Re: Releasing HSearch 1.0 - Search and Analytics Engine on hadoop/hbase

Posted by Ted Yu <yu...@gmail.com>.
There is overlap, in terms of hbase version, in the hadooplib_XX list.

If possible, it would be better to separate hadooplib_ into two categories
of modules: one for hadoop and one for hbase.
This way, user can combine one from each category to fit the actual distro
they're using.

Cheers


On Fri, Apr 18, 2014 at 6:59 AM, shubhendu.singh <
shubhendu.singh@bizosys.com> wrote:

> Yes you are correct.
>
> hadooplib_12 is based on hdp 1.3 distrbution (hadoop-1.2.0 and
> hbase-0.94.6.1)
> hadooplib_94 is based on cdh 4.5 distrbution (hadoop-2.0.0 and
> hbase-0.94.6)
> hadooplib_96 is based on hdp 2.0.6 distrbution (hadoop-2.2.0 and
> hbase-0.96.0)
>
>
> Thanks,
> Shubhendu
>
>
>
>
> --
> View this message in context:
> http://apache-hbase.679495.n3.nabble.com/Releasing-HSearch-1-0-Search-and-Analytics-Engine-on-hadoop-hbase-tp4058295p4058386.html
> Sent from the HBase User mailing list archive at Nabble.com.
>

Re: Releasing HSearch 1.0 - Search and Analytics Engine on hadoop/hbase

Posted by "shubhendu.singh" <sh...@bizosys.com>.
Yes you are correct.

hadooplib_12 is based on hdp 1.3 distrbution (hadoop-1.2.0 and
hbase-0.94.6.1)
hadooplib_94 is based on cdh 4.5 distrbution (hadoop-2.0.0 and hbase-0.94.6)
hadooplib_96 is based on hdp 2.0.6 distrbution (hadoop-2.2.0 and
hbase-0.96.0)


Thanks,
Shubhendu




--
View this message in context: http://apache-hbase.679495.n3.nabble.com/Releasing-HSearch-1-0-Search-and-Analytics-Engine-on-hadoop-hbase-tp4058295p4058386.html
Sent from the HBase User mailing list archive at Nabble.com.

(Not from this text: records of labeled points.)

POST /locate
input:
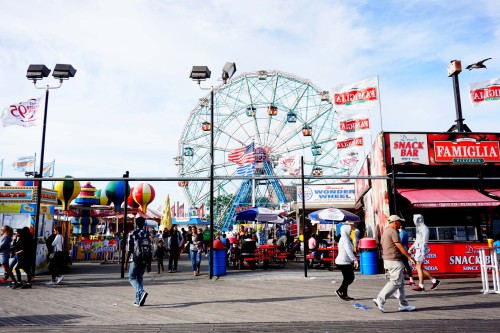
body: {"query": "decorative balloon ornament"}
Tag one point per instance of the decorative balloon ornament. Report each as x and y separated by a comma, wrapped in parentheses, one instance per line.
(115, 191)
(144, 194)
(130, 200)
(67, 190)
(103, 199)
(27, 183)
(86, 224)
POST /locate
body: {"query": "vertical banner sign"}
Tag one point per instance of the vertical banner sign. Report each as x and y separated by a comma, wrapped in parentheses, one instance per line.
(362, 94)
(22, 114)
(484, 92)
(350, 152)
(354, 124)
(409, 147)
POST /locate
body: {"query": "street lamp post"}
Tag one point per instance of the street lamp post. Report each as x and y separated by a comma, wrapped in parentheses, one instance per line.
(454, 68)
(201, 73)
(35, 73)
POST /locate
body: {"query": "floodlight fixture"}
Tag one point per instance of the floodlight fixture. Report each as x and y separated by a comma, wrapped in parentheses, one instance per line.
(200, 73)
(228, 71)
(37, 72)
(63, 72)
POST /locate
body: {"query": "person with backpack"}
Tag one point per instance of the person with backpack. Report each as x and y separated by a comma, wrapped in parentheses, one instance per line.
(174, 245)
(138, 258)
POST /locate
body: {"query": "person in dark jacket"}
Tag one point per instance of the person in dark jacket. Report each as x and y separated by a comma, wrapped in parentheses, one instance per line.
(25, 257)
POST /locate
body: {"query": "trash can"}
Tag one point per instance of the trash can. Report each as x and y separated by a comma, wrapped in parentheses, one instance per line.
(368, 256)
(219, 259)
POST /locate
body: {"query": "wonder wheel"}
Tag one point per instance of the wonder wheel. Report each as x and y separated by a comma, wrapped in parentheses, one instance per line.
(283, 115)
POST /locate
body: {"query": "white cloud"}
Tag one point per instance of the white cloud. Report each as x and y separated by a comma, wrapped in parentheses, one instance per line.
(129, 101)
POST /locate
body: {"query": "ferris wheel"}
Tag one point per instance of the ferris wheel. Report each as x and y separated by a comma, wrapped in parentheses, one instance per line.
(285, 116)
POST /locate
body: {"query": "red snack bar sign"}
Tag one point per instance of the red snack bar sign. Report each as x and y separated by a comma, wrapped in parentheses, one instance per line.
(354, 125)
(350, 143)
(466, 151)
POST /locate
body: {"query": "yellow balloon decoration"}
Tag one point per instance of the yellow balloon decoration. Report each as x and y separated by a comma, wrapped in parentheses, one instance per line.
(67, 190)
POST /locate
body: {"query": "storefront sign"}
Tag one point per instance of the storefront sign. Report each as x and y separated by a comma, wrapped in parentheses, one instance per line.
(452, 258)
(409, 147)
(466, 151)
(442, 148)
(26, 194)
(362, 185)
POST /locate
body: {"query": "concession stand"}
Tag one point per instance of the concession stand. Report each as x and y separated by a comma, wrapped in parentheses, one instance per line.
(18, 209)
(452, 179)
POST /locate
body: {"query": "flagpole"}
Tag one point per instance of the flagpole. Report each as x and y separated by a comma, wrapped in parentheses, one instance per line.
(379, 105)
(40, 175)
(212, 183)
(306, 245)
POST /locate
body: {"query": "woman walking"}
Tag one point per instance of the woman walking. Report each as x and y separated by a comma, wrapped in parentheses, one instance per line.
(345, 261)
(56, 258)
(25, 257)
(5, 242)
(196, 248)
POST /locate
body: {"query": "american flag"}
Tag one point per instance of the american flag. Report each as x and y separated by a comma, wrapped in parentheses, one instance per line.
(243, 155)
(246, 170)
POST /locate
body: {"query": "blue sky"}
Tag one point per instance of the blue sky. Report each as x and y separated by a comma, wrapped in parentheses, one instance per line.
(130, 99)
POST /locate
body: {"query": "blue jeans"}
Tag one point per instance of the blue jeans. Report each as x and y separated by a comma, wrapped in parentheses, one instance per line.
(396, 283)
(195, 260)
(135, 276)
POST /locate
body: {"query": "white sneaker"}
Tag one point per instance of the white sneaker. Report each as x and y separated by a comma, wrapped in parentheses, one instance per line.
(59, 279)
(407, 307)
(379, 304)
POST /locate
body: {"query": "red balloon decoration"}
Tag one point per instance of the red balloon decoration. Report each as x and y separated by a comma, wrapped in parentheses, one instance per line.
(143, 194)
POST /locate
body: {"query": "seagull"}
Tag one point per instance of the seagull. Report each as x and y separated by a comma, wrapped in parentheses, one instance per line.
(479, 64)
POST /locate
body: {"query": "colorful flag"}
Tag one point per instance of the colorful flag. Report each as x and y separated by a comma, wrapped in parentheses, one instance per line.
(484, 92)
(354, 124)
(290, 164)
(24, 163)
(361, 94)
(201, 211)
(22, 114)
(48, 169)
(243, 155)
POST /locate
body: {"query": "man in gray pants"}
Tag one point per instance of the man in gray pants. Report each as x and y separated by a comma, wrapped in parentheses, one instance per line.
(392, 250)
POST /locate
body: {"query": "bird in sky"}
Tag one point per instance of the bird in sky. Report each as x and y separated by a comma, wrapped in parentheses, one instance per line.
(479, 64)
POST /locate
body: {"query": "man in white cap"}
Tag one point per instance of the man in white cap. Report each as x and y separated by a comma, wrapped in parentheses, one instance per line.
(421, 248)
(392, 250)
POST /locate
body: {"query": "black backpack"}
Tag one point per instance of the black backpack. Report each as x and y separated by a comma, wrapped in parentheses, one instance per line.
(142, 248)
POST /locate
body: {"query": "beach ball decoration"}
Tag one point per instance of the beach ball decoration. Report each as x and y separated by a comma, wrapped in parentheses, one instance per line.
(115, 191)
(67, 190)
(143, 194)
(103, 199)
(130, 200)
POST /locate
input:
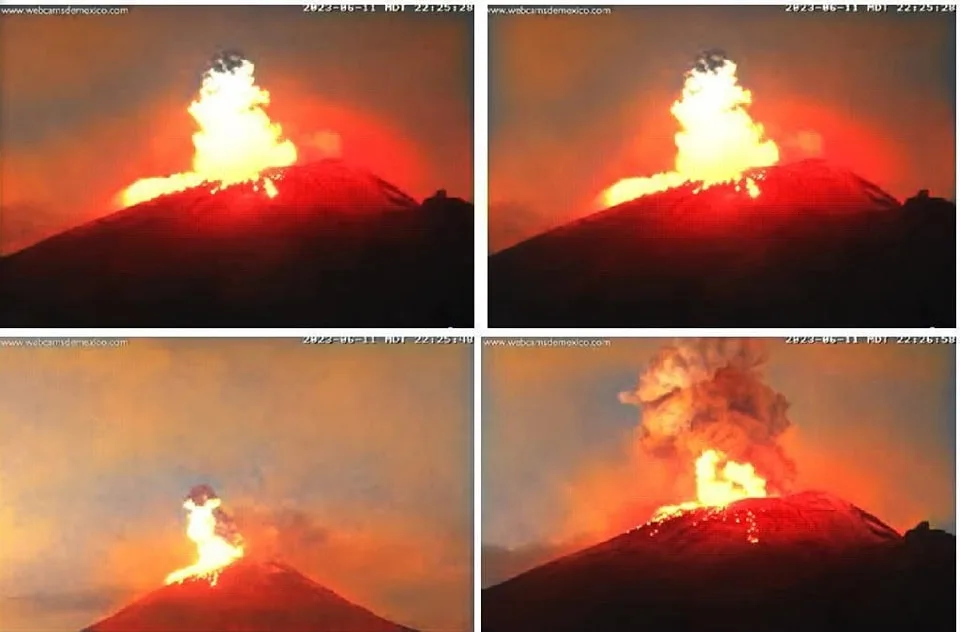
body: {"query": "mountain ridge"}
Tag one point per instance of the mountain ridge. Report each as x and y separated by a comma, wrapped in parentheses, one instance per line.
(803, 562)
(820, 246)
(336, 246)
(248, 597)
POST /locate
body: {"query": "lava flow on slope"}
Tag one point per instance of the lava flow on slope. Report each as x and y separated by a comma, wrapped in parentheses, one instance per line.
(249, 237)
(745, 552)
(732, 237)
(796, 563)
(223, 592)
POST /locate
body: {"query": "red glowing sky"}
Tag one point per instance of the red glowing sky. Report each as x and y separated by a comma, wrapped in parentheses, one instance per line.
(578, 102)
(350, 463)
(103, 101)
(872, 424)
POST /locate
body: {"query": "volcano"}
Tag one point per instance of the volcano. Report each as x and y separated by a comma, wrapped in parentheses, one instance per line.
(804, 562)
(248, 597)
(334, 247)
(819, 246)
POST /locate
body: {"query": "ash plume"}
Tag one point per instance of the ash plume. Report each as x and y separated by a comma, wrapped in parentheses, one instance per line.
(226, 61)
(710, 393)
(226, 527)
(710, 60)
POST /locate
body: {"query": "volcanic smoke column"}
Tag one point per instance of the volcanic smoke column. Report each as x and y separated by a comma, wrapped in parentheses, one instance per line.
(236, 140)
(705, 402)
(218, 542)
(718, 140)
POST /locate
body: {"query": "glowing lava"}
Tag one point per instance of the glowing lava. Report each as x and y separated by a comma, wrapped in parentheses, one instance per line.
(718, 141)
(236, 140)
(718, 486)
(214, 553)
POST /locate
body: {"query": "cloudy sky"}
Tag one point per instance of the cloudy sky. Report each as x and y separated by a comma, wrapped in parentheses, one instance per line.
(353, 464)
(872, 424)
(578, 102)
(103, 100)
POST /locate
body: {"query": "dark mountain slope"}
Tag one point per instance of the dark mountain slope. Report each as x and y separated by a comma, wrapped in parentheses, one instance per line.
(819, 247)
(795, 564)
(248, 597)
(336, 247)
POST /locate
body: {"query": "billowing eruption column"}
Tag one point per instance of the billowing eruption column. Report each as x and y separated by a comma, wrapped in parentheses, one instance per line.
(213, 531)
(709, 395)
(717, 142)
(225, 527)
(235, 141)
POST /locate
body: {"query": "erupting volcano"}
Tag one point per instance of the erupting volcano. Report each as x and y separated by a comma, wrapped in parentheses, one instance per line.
(221, 592)
(749, 554)
(250, 237)
(236, 140)
(733, 237)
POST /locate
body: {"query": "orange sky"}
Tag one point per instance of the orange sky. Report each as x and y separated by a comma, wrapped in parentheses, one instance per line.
(872, 424)
(578, 102)
(103, 100)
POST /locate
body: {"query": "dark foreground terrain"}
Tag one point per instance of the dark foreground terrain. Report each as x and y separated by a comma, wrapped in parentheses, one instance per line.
(336, 247)
(817, 564)
(248, 597)
(820, 247)
(797, 564)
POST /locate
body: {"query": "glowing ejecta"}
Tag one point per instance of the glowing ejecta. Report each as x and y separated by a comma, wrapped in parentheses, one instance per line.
(718, 486)
(718, 141)
(209, 528)
(236, 140)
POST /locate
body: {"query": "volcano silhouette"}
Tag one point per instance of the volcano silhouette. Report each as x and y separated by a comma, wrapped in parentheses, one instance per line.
(337, 247)
(248, 597)
(795, 564)
(820, 246)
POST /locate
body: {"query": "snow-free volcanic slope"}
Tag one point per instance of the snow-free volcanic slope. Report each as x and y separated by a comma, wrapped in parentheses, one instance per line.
(793, 564)
(819, 246)
(335, 246)
(248, 597)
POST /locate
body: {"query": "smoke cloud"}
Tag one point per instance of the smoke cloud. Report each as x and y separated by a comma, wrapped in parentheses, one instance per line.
(226, 527)
(711, 393)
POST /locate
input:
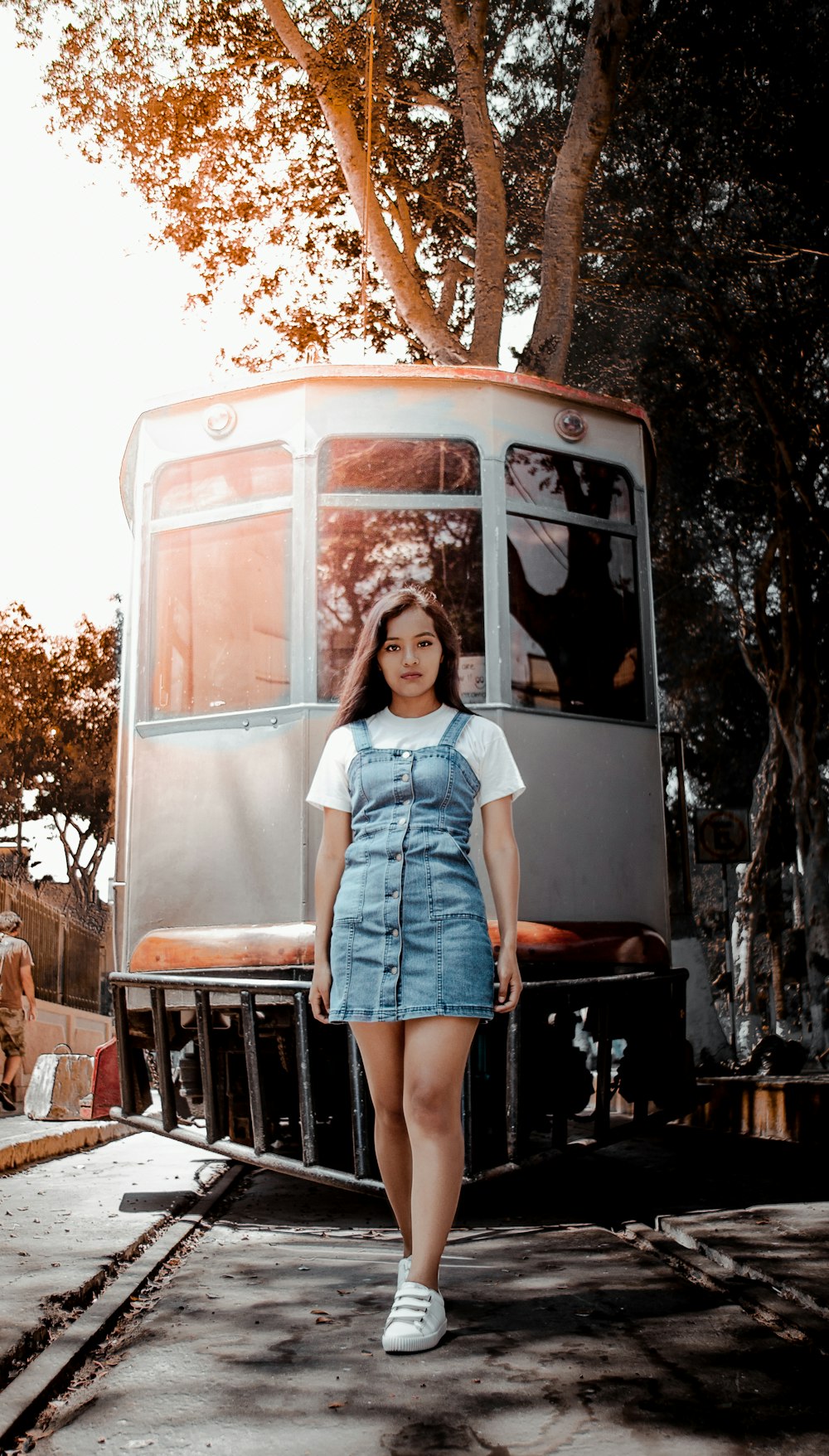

Re: Releasing HSearch 1.0 - Search and Analytics Engine on hadoop/hbase

Posted by Ted Yu <yu...@gmail.com>.
In several Filters under src/compatibility/hadooplib_12, I see following
method (src/compatibility/hadooplib_12/storage/HSearchBytesFilter.java
e.g.):

  @Override
  public final void filterRow(final List<KeyValue> kvL) {

I guess hadooplib_12 is used with HBase 0.94

Cheers

On Thu, Apr 17, 2014 at 4:00 AM, shubhendu.singh <
shubhendu.singh@bizosys.com> wrote:

> A filter using filterRow() to filter out an entire row, or filterRow(List)
> to
> modify the
> final list of included values, must also override the hasRowFilter()
> function to return true.
>
> The framework is using this flag to ensure that a given filter is
> compatible
> with the
> selected scan parameters. In particular, these filter methods collide with
> the scanner’s
> batch mode: when the scanner is using batches to ship partial rows to the
> client, the
> previous methods are not called for every batch, but only at the actual end
> of the current
> row.
>
> InHbase 96 the filterRow(List) method is deprecated.
> Deprecated.
> WARNING: please to not override this method. Instead override
> filterRowCells(List). This is for transition from 0.94 -> 0.96
>
> In HSearchScalarFilter filterRowCells(List<Cell> cellL) is used that is why
> hasFilterRow is returning true.
>
> Thanks,
> Shubhendu
>
>
>
>
> --
> View this message in context:
> http://apache-hbase.679495.n3.nabble.com/Releasing-HSearch-1-0-Search-and-Analytics-Engine-on-hadoop-hbase-tp4058295p4058346.html
> Sent from the HBase User mailing list archive at Nabble.com.
>

Re: Releasing HSearch 1.0 - Search and Analytics Engine on hadoop/hbase

Posted by "shubhendu.singh" <sh...@bizosys.com>.
As of now we take flat file (csv,tsv etc.) loaded on hadoop to index data or
data loaded in a hbase table.

Thanks,
Shubhendu



--
View this message in context: http://apache-hbase.679495.n3.nabble.com/Releasing-HSearch-1-0-Search-and-Analytics-Engine-on-hadoop-hbase-tp4058295p4058385.html
Sent from the HBase User mailing list archive at Nabble.com.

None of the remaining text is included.